Our protagonist here (Jorma Tommila) is silent, uttering nearly zero audible lines of dialogue throughout as he rips through the company of Nazis. He isn’t fueled by revenge (despite the film trying its best to create tense situations for his dog, it’s eminently obvious it would be too on the nose to follow in the footsteps of Wick for the dog), just pure determination, a representation of the entire fury of Finland burning to destroy those who are razing their countryside. Helander, known for his festive horror film Rare Exports (2010) in which a mining company unearths a violent primordial Santa Claus from a frozen mountaintop, takes the simplicity of the premise and focuses all the energy on the repeated dismemberment of every Nazi in sight, a delight that he’s fully aware has exactly as much mileage as there are inventive ways to commit the act. Split into six distinct acts marked by Tarantino-esque title cards, each vignette finds a new approach to the madness, from a minefield sending limbs sky high to a river turning a man into a vicious lurking shark claiming victims as they wade into the frigid waters.

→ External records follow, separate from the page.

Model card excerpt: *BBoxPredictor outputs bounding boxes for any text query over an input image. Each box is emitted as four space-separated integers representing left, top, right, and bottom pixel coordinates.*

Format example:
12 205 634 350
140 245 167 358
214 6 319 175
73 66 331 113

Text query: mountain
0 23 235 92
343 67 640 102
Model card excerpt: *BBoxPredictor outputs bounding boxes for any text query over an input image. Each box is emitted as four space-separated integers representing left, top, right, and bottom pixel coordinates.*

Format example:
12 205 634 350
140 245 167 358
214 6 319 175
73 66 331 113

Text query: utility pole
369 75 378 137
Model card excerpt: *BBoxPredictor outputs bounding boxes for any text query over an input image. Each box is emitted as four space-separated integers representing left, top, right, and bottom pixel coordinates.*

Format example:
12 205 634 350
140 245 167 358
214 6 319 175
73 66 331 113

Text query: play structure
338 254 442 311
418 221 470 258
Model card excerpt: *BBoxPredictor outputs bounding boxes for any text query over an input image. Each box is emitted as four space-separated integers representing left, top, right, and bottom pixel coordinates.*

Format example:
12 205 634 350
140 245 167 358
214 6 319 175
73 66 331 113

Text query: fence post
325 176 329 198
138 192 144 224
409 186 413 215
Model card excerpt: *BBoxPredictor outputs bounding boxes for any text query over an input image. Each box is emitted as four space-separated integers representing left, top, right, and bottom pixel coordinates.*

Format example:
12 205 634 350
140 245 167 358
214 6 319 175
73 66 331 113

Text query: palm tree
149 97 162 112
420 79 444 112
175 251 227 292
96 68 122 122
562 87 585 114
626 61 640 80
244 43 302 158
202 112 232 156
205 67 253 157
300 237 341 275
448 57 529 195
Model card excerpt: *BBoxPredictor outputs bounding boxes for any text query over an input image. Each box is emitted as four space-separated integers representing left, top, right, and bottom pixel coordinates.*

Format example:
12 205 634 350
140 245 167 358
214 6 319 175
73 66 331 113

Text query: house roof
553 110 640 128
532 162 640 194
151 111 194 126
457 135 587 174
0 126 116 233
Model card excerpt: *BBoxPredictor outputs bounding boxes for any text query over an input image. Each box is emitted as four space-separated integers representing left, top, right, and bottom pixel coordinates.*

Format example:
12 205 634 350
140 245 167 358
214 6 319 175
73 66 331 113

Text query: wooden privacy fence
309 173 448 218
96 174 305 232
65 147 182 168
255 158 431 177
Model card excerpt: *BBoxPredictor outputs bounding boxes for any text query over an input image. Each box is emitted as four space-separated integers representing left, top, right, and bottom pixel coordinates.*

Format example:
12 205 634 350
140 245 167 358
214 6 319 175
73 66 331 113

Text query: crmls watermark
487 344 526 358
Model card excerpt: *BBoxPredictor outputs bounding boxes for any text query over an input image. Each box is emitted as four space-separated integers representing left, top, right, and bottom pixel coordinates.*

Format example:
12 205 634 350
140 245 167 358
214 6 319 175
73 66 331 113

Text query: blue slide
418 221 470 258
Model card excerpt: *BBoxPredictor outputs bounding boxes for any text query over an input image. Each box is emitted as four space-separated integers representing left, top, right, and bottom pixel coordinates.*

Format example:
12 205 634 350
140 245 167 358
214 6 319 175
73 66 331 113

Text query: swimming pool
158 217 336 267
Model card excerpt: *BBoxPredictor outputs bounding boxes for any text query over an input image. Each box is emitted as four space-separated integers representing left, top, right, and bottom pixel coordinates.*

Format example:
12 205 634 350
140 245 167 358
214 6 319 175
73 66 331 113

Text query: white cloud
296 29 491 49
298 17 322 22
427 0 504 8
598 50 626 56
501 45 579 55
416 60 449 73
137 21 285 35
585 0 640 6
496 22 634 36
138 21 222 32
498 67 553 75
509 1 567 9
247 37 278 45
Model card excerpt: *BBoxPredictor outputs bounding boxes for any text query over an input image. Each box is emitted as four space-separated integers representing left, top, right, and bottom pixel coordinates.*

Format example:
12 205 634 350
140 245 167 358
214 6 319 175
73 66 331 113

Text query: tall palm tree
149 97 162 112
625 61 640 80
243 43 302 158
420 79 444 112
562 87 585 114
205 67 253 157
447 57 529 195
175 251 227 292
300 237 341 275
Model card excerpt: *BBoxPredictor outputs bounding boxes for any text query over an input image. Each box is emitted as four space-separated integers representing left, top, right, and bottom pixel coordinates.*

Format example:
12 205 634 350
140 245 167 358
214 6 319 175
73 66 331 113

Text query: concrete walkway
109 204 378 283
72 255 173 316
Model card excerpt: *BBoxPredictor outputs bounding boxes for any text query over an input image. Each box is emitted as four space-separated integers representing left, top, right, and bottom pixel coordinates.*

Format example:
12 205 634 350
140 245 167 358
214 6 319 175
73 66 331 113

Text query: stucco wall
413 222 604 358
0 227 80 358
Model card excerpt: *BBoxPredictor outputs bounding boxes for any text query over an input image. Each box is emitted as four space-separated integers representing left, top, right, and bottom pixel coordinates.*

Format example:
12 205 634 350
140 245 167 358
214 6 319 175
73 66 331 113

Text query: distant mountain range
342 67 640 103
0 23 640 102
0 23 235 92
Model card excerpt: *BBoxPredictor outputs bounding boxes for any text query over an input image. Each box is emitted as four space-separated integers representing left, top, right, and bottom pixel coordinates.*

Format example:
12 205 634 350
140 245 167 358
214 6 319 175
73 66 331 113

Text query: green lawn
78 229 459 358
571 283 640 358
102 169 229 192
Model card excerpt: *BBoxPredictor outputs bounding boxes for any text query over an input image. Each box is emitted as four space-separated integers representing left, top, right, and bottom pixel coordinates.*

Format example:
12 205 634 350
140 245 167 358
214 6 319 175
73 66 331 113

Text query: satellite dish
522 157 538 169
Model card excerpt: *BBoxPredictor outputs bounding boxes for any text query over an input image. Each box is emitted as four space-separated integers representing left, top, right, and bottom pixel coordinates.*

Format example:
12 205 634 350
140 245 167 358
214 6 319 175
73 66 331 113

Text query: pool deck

The choreography may never quite live up to the heights that many viewers have come to expect from this strain of modern hyperviolent action film spawned by Wick, but what Sisu lacks in effusive hand to hand combat it makes up for in its gory effects, knives splitting skulls and flayed flesh oozing blood, taking arms from the hands of the enemy and giving the power back to the people of the land. It takes an effectively absurdist route in its interpretation of its title word as it applies to our hero, repeatedly finding himself far beyond death’s door before he claws his way back to the surface to crush more of his enemies beneath the weight of a speeding tank. Disbelief quickly spins to acceptance of his apparent invulnerability, the lack of threat to him bordering on removing the impact of any action he takes. But these details seem tertiary to the action at the forefront – you’d rather he survive all manner of brain crushing, body obliterating death sentence if it means he can return to tear them all limb from limb. There’s not much more you can ask for from it, but what’s there does a damn fine job.